どんぴんからりん

昔話、絵本、創作は主に短編の内容を紹介しています。やればやるほど森に迷い込む感じです。(2012.10から)

貧乏神

2016年11月29日 | 昔話(日本)

 貧乏神は外国の昔話にはみられないキャラクターです。そのまま居座るものや、福をもたらしてくれるものと二通りがあります。

・貧乏神・・香川(子どもに語る日本の昔話②/稲田和子・筒井悦子/こぐま社/1995年初版)
 よめさんが片付けや掃除が大嫌いで、これにほれ込んだ赤毛のやせこけた小さい年よりの貧乏神。
 貧乏神からいわれて、よめさんを追い出してしまった男。

 貧乏神から酒を買ってこいと言われ、銭がないというと、貧乏神はふところから銭をだしたので、二人は酒をくみかわします。
 大歳の晩、殿さまの行列になぐりこめば、金持ちになると知恵をつけられた男は、殿さまの行列になぐりかかりますが、さきぶれの男が倒れます。先ぶれの男は銅貨でできていました。
 貧乏神は、殿さまをなぐるように、もう一度やってみろといいます。
 うまく成功すると、かごがこわれ、中から大判小判がザックザックとでてきます。

 この行列は、大歳と元旦の晩だけにとおる金神さまの行列でした。


・貧乏の神・・山形(新しい日本の語り9 渡部豊子の語り/日本民話の会/悠書館/2014年初版)
 貧乏な爺さまが、正月用の買い物のため、草履や織物用の糸を売りに町に出かけますが、さっぱりうれません。
 途中であったのは、炭を売りに来た爺さま。
 二人は、品物を取り替えて家にもどります。

 炭を持ち帰った爺さまと、ばさまは、せめて暖かくして年越しをしようと、囲炉裏にザーと炭をあけ、火をおこします。
 すると薄黒い子どもような、へんなものが2,3人でてきます。
 子どもは貧乏神で、こんなに火を焚かれては、暑くてこごの家にいられねえや。家うつりだといいます。

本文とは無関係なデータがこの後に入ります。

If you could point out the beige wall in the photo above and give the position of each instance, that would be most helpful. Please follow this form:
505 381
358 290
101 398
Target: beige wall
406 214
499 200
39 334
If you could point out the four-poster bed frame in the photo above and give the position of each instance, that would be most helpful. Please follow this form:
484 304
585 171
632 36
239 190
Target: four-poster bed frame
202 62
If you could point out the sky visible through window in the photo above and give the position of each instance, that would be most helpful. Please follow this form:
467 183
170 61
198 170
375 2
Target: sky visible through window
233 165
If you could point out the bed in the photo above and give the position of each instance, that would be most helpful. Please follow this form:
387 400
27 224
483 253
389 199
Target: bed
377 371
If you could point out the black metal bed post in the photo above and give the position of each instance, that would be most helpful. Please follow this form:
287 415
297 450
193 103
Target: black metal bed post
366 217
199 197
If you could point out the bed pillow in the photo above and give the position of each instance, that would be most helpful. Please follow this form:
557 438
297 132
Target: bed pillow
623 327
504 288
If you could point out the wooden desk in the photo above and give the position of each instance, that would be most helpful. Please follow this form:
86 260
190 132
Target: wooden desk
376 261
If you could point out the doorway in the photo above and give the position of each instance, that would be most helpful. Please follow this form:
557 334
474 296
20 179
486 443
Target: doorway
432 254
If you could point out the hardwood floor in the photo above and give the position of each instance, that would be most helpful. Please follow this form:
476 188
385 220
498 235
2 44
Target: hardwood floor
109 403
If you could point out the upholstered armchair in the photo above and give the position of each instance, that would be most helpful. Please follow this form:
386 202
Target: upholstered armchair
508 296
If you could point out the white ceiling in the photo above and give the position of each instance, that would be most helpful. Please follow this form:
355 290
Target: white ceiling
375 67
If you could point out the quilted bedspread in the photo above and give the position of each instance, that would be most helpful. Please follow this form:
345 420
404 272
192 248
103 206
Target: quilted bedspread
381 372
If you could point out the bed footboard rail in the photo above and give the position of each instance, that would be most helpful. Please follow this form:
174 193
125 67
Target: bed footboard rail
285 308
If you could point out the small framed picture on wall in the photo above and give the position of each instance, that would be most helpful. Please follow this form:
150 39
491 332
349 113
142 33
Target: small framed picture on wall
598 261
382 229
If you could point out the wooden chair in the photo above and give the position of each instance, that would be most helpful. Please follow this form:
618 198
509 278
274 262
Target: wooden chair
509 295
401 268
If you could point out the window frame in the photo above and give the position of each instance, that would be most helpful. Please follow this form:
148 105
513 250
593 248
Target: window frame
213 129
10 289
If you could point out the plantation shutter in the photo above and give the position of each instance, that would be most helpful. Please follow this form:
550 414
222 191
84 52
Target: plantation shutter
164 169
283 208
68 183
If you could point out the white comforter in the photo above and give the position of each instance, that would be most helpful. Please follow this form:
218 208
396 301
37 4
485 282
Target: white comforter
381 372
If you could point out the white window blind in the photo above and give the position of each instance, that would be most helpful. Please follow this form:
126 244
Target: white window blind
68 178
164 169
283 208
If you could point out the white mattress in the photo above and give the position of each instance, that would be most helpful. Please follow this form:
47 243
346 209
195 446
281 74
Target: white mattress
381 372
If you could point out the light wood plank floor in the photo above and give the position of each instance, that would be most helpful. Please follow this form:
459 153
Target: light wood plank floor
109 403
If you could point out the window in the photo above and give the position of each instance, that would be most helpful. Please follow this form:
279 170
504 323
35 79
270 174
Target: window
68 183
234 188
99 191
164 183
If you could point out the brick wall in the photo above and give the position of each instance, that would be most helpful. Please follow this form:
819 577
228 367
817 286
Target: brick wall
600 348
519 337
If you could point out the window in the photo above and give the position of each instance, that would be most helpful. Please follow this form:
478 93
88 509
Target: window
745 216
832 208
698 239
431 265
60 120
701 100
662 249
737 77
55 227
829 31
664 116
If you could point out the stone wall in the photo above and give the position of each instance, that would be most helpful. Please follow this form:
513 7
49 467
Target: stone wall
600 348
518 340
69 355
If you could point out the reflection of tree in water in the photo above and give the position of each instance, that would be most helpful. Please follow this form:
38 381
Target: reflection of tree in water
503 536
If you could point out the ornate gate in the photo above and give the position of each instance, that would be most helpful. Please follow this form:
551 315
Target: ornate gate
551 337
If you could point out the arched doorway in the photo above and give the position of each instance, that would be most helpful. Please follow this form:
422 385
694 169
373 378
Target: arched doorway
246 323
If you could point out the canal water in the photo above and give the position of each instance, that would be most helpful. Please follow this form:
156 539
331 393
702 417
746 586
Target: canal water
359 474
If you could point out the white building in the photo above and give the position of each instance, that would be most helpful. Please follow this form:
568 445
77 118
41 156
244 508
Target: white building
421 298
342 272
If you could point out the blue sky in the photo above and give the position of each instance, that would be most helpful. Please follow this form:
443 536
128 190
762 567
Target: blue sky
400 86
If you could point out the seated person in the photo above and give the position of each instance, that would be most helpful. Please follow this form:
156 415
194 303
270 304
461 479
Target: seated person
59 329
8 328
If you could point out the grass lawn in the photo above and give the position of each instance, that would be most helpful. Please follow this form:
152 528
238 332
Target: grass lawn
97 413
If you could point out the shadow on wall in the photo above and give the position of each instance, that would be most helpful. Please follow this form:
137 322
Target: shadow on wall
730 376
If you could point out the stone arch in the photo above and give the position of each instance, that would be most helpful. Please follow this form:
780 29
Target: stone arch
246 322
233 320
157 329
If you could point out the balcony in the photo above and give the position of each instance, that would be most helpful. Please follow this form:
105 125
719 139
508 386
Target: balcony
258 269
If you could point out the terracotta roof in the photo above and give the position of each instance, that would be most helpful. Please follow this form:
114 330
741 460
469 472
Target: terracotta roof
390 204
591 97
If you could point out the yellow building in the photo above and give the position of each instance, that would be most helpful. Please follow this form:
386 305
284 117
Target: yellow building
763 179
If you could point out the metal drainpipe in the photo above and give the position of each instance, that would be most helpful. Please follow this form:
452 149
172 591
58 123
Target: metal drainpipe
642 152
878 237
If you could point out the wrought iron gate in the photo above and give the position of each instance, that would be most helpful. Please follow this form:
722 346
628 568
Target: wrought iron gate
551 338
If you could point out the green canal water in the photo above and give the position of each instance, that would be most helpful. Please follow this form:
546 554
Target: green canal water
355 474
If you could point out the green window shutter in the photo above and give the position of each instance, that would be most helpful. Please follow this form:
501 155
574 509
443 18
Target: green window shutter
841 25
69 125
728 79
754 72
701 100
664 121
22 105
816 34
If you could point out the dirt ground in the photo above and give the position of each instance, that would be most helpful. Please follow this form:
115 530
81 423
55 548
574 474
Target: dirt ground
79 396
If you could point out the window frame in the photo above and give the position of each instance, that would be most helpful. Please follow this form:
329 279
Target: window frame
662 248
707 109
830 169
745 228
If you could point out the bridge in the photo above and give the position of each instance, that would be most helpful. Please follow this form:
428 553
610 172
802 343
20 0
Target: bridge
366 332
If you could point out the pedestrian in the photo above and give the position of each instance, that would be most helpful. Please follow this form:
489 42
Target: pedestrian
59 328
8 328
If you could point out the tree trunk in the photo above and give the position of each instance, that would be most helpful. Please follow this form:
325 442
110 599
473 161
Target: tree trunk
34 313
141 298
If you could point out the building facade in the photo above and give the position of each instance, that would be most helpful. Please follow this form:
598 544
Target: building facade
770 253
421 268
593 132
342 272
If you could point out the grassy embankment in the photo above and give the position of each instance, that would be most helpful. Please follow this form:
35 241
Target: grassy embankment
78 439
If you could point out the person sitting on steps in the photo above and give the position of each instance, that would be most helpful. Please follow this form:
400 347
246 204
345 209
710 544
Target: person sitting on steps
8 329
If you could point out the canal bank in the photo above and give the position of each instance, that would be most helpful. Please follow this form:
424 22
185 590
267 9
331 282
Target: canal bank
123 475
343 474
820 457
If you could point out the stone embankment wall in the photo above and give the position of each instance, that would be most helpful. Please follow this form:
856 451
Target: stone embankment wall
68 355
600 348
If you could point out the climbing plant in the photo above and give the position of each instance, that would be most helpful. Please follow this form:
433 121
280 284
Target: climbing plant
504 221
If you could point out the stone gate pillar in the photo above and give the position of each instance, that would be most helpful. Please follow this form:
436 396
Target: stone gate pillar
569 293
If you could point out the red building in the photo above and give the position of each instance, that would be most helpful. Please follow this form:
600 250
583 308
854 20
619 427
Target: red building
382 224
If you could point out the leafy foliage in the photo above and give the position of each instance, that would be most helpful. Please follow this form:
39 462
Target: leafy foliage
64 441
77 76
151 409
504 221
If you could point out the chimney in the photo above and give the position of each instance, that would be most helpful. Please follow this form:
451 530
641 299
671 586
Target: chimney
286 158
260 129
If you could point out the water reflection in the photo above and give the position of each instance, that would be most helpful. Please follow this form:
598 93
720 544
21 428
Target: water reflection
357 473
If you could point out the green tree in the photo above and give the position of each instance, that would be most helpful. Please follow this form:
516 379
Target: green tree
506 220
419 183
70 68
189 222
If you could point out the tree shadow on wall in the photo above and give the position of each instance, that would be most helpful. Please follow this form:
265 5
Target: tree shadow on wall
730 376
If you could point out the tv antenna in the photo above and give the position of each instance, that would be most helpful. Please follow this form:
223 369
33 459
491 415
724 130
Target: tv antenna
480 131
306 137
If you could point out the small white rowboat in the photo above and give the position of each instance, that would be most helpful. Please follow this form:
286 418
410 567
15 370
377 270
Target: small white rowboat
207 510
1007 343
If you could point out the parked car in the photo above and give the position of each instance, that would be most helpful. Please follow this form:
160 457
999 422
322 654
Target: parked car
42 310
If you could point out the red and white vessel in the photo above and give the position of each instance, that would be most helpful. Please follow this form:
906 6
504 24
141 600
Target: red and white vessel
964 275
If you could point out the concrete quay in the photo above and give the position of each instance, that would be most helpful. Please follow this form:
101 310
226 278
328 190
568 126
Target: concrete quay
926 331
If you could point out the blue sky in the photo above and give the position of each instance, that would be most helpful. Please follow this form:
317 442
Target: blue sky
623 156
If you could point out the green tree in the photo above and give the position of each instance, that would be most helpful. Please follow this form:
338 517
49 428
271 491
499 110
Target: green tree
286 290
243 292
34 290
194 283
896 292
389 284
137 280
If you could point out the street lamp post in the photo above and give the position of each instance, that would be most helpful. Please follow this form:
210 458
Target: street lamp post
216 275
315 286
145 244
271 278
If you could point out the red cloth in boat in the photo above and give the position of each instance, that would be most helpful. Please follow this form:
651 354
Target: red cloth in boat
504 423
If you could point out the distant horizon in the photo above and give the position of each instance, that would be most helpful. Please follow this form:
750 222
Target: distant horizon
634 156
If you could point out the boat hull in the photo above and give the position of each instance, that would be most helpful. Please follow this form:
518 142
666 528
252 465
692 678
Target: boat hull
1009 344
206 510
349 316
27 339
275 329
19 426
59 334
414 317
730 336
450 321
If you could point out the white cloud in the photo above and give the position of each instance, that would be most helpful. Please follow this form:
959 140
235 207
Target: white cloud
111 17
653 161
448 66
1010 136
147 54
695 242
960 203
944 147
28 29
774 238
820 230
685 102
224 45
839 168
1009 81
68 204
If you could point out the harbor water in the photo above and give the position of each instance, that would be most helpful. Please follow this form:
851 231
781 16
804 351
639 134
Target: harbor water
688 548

 この貧乏神、長く世話になったと、餅や銭をのこして、いなくなります。


・びんぼうがみ(わらしべ長者 日本民話選/木下順二・作 赤羽末吉・絵/岩波少年文庫/2000年初版)
 びんぼうがみが、めでたく、うちから出て行ったはなし。

 平作というお百姓がいたが、いくら働いても、くらしが楽にならない。
 あるとき、押入れをあけてみると、ちいさなやせたじいさまがねむっておった。
 おまえのうちが好きなもんで、やっかいになっているという、びんぼうがみ。

 かみさんと相談して、びんぼうがみにわからんように、そっとひっこしをすることに。
 相談していると、押し入れでがさがさ、ごそごそ音がするので、のぞいてみると、びんぼうがみが、わらぐつをつくっていました。
 びんぼうがみは、平作の引っ越し先に一緒にいこうと準備していたのです。

 このようすでは、どこへいっても同じだと、平作はもうひとふんばりすることにします。
 人が変わったように働き始めると、貧乏神のじいさまが、どんどんやせ細って、いつの間にかいなくなります。

 よめさんが食いのこしを捨てたり、掃除をしないのが貧乏の原因としてあげられているのですが、男の方にだって、それなりの原因があるのでは。